Toudoukan (Japanese:闘道館), is a professional wrestling,  MMA and fighting  sports memorabilia store and event space in Bunkyō, Tokyo, Japan. The store is known as the mecca for pro wrestling goods.

Information 

The shop was opened in 2001 in the Bunkyō ward of Tokyo by Takashi Izumi. The location is notable as the area has other professional wrestling landmarks including the Tokyo Dome, Korakuen Hall and  New Japan Pro Wrestling's Toukon shop within walking distance. The shop was initially opened as a professional wrestling version of a  manga cafe where you could drink, eat and either read wrestling books or watch wrestling videos.
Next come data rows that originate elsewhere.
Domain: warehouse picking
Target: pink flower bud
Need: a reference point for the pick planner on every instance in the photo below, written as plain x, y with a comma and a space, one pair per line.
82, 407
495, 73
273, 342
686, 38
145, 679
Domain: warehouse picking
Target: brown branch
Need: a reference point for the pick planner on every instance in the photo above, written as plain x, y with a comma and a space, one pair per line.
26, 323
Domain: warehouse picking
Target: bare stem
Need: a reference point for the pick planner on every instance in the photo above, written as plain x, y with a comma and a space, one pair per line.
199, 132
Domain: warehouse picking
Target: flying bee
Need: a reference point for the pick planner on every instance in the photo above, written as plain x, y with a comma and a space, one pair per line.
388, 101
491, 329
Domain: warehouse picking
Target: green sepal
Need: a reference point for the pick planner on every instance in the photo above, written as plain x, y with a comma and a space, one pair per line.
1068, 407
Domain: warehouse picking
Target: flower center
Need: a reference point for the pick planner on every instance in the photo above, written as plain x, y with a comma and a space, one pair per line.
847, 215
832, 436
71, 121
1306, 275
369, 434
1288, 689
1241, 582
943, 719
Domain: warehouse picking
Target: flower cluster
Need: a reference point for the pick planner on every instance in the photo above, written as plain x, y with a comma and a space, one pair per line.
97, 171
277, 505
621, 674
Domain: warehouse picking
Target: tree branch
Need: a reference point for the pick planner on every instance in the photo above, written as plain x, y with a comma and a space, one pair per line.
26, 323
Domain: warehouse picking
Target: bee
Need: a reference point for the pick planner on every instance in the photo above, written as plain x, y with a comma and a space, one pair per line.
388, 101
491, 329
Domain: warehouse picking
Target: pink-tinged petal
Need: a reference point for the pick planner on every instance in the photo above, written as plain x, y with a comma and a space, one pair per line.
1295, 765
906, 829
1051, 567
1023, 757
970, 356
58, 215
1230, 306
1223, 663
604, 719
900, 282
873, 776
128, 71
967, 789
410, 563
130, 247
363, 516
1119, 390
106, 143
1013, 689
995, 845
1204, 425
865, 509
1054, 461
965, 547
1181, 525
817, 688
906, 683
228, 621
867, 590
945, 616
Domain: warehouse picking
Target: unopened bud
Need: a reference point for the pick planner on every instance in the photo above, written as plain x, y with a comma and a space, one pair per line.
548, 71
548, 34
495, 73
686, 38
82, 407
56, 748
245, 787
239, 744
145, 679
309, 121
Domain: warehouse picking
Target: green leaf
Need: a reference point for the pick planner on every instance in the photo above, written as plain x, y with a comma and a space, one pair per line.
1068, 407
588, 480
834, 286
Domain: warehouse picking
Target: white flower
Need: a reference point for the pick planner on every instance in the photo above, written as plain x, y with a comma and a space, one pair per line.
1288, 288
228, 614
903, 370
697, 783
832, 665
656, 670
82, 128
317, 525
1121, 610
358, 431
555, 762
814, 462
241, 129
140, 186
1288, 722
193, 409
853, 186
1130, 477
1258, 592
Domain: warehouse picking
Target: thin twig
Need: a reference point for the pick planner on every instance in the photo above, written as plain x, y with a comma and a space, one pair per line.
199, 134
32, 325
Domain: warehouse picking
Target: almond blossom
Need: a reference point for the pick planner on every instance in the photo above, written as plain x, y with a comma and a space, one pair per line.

In order to build a large enough collection for a library, the store started to collect various wrestling items from around the country. During this process, Izumi realized that there was a need for a used pro wrestling items store and started selling excess items. Customers found the manga cafe concept confusing and the store became a pro wrestling sports memorabilia store. The shop saw more success after their rebranding and were able to expand to the floor above. The shop moved to a larger building that said to be almost double the size of the original location in 2018. A Japanese Kūdō champion named Kiyohisa Kato, helped commemorate the store's new location by appearing for an event there. The shop hosted a press conference for a Shuji Ishikawa vs Atsushi Onita match in 2019. The shop hosted pro wrestler, Kenoh on Octoher 19th, 2019. The shop co-hosted an art exhibition for "Welfare and Pro Wrestling" in 2021. Tiger Mask made an appearance at the shop in 2022 for a memorial Q&A session on Strong Kobayashi. On January 9th, 2023, the store hosted a Q&A session with former Japanese women's wrestler, Megumi Kudo.

Notable items 

 Wrestling masks unexpectedly became a hot item at the store and over the years, the store has become known for its rare mask collection. The store had a Tiger Mask ring-worn mask from 1981 that has been appraised at ¥5,000,000 ($37,931 USD). Later, blood stained Tiger Mask masks were sold for ¥2,000,000 and ¥3,000,000. The store also has a ring-worn Antonio Inoki robe that was valued at ¥4,400,000, a World Boxing Council official championship belt and  Yoshio Shirai's boxing gloves that were worn during a world title fight against Dado Marino. The store also has an electrified, barbed wire  Japanese rice scooper that was used by Atsushi Onita in a match in 2015.

In popular culture 

Izumi and Toudoukan have been featured multiple times on Japanese television. The store has been featured in  Nippon TV's, Black Wide Show in 2003. The store was featured on  TV Tokyo's,  Good luck! appraisal variety show several times between 2006 and 2016. The store was used in TV Tokyo's serial drama, Walkin' Butterfly in 2008 and was featured on Amazon Prime's Arita Pro Wrestling International in 2020.